Defendants then renewed their motions for summary judgment in this action, contending that States’ expert testimony established, as a matter of law, that plaintiff was driving the vehicle at the time of the accident and, as such, plaintiff could not recover against them under General Obligations Law § 11-101 for his own injuries (see, Reuter v Flobo Enters., 120 AD2d 722). In response, plaintiff asserted that inasmuch as the Lawlor case had settled, with the result that the driver identity issue was never resolved by a trier of fact, issues of fact remained. Supreme Court granted defendants’ motions for summary judgment dismissing the complaint against them. On a motion for reconsideration, Supreme Court adhered to its prior decision despite the subsequent submission of an affidavit by plaintiff, wherein he averred that he was not driving, and deposition testimony from persons who accompanied the parties to the Lawlor house and saw plaintiff get into the passenger seat at the time plaintiff and Lawlor left Lawlor’s house. Plaintiff appeals.

*1062It is well established that on a motion for summary judgment, the movant bears the initial burden of establishing his claim or defense " 'sufficiently to warrant the court as a matter of law in directing judgment’ in his favor” (Friends of Animals v Associated Fur Mfrs., 46 NY2d 1065, 1067, quoting CPLR 3212 [b]). To the extent that the movant’s proof meets this standard, the burden shifts to the opponent to "show facts sufficient to require a trial of any issue of fact” (CPLR 3212 [b]). Even assuming that the expert testimony submitted by defendants satisfied their initial burden (cf., Cusano v General Elec.
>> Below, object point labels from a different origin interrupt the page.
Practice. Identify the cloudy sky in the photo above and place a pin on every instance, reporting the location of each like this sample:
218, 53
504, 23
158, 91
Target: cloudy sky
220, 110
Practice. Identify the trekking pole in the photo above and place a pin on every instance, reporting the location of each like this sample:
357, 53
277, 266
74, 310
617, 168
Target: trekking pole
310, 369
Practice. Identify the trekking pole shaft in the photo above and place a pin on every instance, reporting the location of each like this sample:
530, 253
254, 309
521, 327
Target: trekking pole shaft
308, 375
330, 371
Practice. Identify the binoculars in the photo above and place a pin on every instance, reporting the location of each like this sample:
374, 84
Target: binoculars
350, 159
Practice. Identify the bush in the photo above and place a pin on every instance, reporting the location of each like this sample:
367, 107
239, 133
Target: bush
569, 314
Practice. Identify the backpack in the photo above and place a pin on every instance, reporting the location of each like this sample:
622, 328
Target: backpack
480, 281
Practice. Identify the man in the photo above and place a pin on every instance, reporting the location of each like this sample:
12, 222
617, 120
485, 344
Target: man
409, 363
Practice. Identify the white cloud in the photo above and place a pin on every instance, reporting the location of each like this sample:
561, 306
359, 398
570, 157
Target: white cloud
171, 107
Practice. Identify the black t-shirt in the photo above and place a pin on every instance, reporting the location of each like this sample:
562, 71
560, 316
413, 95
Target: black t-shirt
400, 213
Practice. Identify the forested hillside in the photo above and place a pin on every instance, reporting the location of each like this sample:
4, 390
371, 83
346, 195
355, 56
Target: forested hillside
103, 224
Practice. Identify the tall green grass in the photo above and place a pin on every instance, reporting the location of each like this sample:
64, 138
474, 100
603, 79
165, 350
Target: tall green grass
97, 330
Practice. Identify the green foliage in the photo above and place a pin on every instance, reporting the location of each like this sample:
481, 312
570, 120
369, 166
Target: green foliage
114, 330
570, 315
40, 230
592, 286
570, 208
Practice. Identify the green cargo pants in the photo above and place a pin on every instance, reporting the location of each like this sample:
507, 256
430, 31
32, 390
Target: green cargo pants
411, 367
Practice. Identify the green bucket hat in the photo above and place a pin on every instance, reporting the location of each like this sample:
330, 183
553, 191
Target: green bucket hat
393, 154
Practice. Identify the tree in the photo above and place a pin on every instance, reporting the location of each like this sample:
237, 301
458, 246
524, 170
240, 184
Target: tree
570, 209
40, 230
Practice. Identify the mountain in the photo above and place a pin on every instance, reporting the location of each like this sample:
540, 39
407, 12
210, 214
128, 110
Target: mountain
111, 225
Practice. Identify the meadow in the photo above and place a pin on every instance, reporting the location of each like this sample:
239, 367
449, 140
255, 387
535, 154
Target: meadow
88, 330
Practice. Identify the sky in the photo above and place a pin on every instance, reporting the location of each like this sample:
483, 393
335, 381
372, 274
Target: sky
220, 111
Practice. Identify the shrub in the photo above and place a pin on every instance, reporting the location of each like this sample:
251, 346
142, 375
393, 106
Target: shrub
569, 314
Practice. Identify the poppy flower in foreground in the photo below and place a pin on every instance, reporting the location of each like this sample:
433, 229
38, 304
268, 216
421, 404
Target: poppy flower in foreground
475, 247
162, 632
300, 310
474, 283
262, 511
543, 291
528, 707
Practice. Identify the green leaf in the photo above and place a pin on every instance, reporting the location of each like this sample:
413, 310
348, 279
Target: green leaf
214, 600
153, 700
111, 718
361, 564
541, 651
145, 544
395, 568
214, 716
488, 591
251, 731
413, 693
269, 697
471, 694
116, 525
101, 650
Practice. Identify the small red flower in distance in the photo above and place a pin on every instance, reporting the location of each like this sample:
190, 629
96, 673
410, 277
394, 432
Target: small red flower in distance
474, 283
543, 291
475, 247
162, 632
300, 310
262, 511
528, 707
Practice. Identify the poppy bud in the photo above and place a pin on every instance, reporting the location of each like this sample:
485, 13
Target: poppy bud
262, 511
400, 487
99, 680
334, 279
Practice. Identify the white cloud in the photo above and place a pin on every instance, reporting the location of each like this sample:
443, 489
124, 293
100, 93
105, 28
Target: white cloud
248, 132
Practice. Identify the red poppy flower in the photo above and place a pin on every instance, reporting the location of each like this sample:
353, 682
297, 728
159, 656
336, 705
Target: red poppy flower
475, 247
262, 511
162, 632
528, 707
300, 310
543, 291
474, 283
Co., 111 AD2d 557, 558, affd 66 NY2d 844), in our view the evidence submitted upon plaintiff’s motion for reconsideration, i.e., his own affidavit, wherein he refers to his testimony during trial of the Lawlor action that he was not driving and reaffirms his status as passenger, and the deposition testimony of persons who indicated that Lawlor was driving the vehicle when plaintiff and Lawlor left the Lawlor house, at least raised a credibility question.

Because issue finding rather than issue determination is the inquiry on a summary judgment motion, ordinarily it is not the court’s function in ruling on such motions to assess credibility (see, e.g., Whiteford v Smith, 168 AD2d 885, 886) unless untruths are clearly apparent (see, e.g., Glick & Dolleck v Tri-Pac Export Corp., 22 NY2d 439, 441). We reject defendants’ assertions that untruths are patently obvious from a reading of the submissions herein. In our view, the existence of a prior unsworn statement obtained from plaintiff by Lawlor’s insurer, while it may cast doubt, does not render his subsequent sworn testimony, i.e., deposition testimony, trial testimony and instant affidavit, clearly untrue (cf., Egleston v Kalamarides, 89 AD2d 777, mod on other grounds 58 NY2d 682). This is especially so in this case where knowledge of the contested facts rests exclusively within the knowledge of plaintiff and Lawlor (cf., Krupp v Aetna Life & Cas. Co., 103 AD2d 252, 262) and plaintiff’s version is supported, at least tangentially, by the submitted deposition testimony of others.

Weiss, P. J., Mikoll, Levine and Crew III, JJ., concur. Ordered that the order is modified, on the law, with costs to plaintiff, by reversing so much thereof as adhered upon reconsideration to its prior decision granting the motions by defendants Mardi-Bob Bowling, Inc. and Rojace Food Mart for summary judgment; said motions denied; and, as so modified, affirmed.

Evidently, plaintiff made no express admission of fault in connection with the settlement. Accordingly, it has no effect on resolution of the instant issue (see, Central Petroleum Corp. v Kyriakoudes, 121 AD2d 165, lv dismissed 68 NY2d 807; Bigelow-Sanford, Inc. v Specialized Commercial Floors, 77 AD2d 464).